Palos Hills police had no idea when they apprehended a 38-year-old man Friday afternoon they had actually captured a wanted FBI fugitive who busted out of federal lockup in Chicago 18 days earlier.
Pretending to be an old man, Kenneth Conley was donning a beret, overcoat, sunglasses and fake-hobbling with a cane when he was stopped for questioning, reports ABC Chicago. Maintenance workers from a Palos Hills apartment called police to report a suspicious person they thought was camping out in the basement.
Police noticed he fugitive was packing a weapon—which turned out to be a BB gun—but had no cash or identification, reports the Tribune. After giving cops a phony name and realizing his cover was blown, Conley allegedly slugged an officer and took off running. However, he was caught minutes later trying to break in to another apartment.
Investigators were in Palos Hills Friday after receiving a tip Conley had knocked on the door of a former acquaintance, reports the Tribune.
In federal court Saturday, Conley was denied bond and ordered to remain in federal custody, reports NBC Chicago.

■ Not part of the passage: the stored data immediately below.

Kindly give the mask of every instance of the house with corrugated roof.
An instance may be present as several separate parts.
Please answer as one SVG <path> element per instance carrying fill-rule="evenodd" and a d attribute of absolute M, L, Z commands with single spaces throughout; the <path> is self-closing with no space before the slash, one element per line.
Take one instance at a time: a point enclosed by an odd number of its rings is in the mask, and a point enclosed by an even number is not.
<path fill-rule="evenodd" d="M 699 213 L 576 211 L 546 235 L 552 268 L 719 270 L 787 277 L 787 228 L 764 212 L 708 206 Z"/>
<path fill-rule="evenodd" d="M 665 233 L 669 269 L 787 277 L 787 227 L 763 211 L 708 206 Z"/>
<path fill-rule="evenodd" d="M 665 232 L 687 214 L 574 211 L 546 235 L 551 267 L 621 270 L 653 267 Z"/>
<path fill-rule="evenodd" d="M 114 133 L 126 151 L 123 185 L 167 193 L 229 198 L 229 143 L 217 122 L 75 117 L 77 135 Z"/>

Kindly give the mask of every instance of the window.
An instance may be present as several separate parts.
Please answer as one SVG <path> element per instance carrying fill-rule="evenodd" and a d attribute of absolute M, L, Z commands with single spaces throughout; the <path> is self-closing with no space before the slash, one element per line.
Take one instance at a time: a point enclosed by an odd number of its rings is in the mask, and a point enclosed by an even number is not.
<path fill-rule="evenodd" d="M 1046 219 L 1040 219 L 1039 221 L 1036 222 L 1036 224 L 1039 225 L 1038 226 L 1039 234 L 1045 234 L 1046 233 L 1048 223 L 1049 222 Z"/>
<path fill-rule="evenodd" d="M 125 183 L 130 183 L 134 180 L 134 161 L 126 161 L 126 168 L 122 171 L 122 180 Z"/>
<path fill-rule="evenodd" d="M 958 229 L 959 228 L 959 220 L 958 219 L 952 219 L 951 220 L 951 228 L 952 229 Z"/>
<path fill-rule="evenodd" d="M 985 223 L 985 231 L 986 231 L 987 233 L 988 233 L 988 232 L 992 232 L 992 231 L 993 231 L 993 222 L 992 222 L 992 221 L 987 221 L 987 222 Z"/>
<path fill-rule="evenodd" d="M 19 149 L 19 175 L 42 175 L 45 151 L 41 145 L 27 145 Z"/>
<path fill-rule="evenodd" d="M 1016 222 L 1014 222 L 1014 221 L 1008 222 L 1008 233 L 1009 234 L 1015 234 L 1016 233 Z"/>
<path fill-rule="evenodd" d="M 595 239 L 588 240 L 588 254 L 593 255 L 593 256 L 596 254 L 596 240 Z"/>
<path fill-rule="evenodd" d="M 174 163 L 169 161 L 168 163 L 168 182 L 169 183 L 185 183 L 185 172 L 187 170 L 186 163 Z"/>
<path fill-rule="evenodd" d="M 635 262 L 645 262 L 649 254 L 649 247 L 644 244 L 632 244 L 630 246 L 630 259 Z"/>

Despite the escape that had all the elements of a Hollywood blockbuster, the Sun-Times wrote the convicted bank robber "cut a desperate figure" in the courtroom, appearing "pasty, drawn, bearded and balding."
Conley appeared before U.S. Magistrate Judge Sheila Finnegan in chains and a wheelchair, his foot badly swollen from an injury sustained while trying flee from police Friday.
Conley had managed to remain on the lam for a full 18 days following his escape from the Metropolitan Correctional Center in Chicago. On Dec. 18, he and co-conspirator Joseph Banks scaled down 15 stories on a rope made of knotted bedsheets after chipping away cinder block surrounding the window, and using decoy bars to fool prison guards.
Many were stumped as to how the men were able to squeeze through windows only five inches wide; the Tribune now reports the two were able to remove an entire cinder block to make an opening large enough to slip out.
The Tribune reports the corrections guard monitoring the surveillance camera may have been called away on other duties at the time of the escape.
Earlier this week, prosecutors dropped escape charges against Banks, who already faces up to 80 years behind bars. Conley, meanwhile, could face up to five years for his escape, and is already facing 20 years for a 2011 bank robbery.